Further hurting the film is that these kids aren't all that well developed either, outside of black and white delineations (Billy = bad, kids = good, Samantha = good, goes bad, and then becomes good again).  On top of that, the young kids in particular are aggressively potty mouthed...they swear and drop F-bombs so bloody much in this film that they would make the mobsters in GOODFELLAS blush with envy.  I'm no prude at all, nor do I have any issues with a filmmaker pushing the limits of a rating (or no rating), but it becomes rather ear piercingly distracting to listen to some of these really young kids speak so vulgarly and so often;  it's fatiguing and numbing.  I think that, ultimately, KIDS VS ALIENS uses this - and much more - as filler in its struggles to generate a padded out feature film length out of this material, and more often than not Eisener's second directorial effort mightily struggles to even get to its 75 minute mark.  This is one of those cases when perhaps a short film would have worked out better than what we got here. 

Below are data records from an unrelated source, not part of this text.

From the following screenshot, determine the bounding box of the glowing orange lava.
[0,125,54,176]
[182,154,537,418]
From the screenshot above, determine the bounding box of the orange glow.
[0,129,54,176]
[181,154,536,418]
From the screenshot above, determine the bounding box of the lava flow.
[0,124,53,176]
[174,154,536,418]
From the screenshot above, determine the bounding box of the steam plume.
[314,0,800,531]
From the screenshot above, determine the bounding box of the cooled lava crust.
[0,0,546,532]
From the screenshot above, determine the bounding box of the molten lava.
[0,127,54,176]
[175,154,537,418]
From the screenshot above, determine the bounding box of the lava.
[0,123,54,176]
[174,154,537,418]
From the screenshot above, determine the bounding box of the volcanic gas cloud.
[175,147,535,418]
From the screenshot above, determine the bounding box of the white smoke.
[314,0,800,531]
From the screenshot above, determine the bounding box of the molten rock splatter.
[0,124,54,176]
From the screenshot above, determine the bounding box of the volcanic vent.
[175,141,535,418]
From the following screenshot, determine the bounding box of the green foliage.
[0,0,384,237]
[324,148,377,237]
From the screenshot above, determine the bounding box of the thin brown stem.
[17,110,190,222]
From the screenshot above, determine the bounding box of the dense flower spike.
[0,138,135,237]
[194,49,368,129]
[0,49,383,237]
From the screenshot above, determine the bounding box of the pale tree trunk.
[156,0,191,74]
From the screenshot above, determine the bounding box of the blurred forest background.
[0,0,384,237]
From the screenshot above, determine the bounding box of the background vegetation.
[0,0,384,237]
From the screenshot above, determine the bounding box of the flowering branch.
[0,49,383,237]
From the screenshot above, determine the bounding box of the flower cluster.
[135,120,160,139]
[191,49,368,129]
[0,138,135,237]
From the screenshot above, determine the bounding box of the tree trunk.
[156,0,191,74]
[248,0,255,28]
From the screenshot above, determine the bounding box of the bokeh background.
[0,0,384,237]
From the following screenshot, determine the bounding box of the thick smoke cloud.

Here's another last thing: There was already another Canadian made and funded version of this film (and much better) with 2021's PSYCHO GOREMAN, which was also an outrageous mixture of horror-fantasy and coming of age comedy in its story of kids befriending and being able to control an ancient alien monster.  That film was coarse, ultra violent, and cheesy to the max, but infinitely more enjoyable as a throwback to the types of micro-budget exploitation pictures that dominated the VHS shelves at local mom and pop video stores four decades ago.  KIDS VS ALIENS should have been an unmitigated hoot as a neon-hued tribute to 80s kid centric adventure films and cheaply disposable creature features, but it simply takes too long to get to its good stuff to warrant a recommendation.  This film has no business being so grating and endurance testing when it should have been totally rad and fun.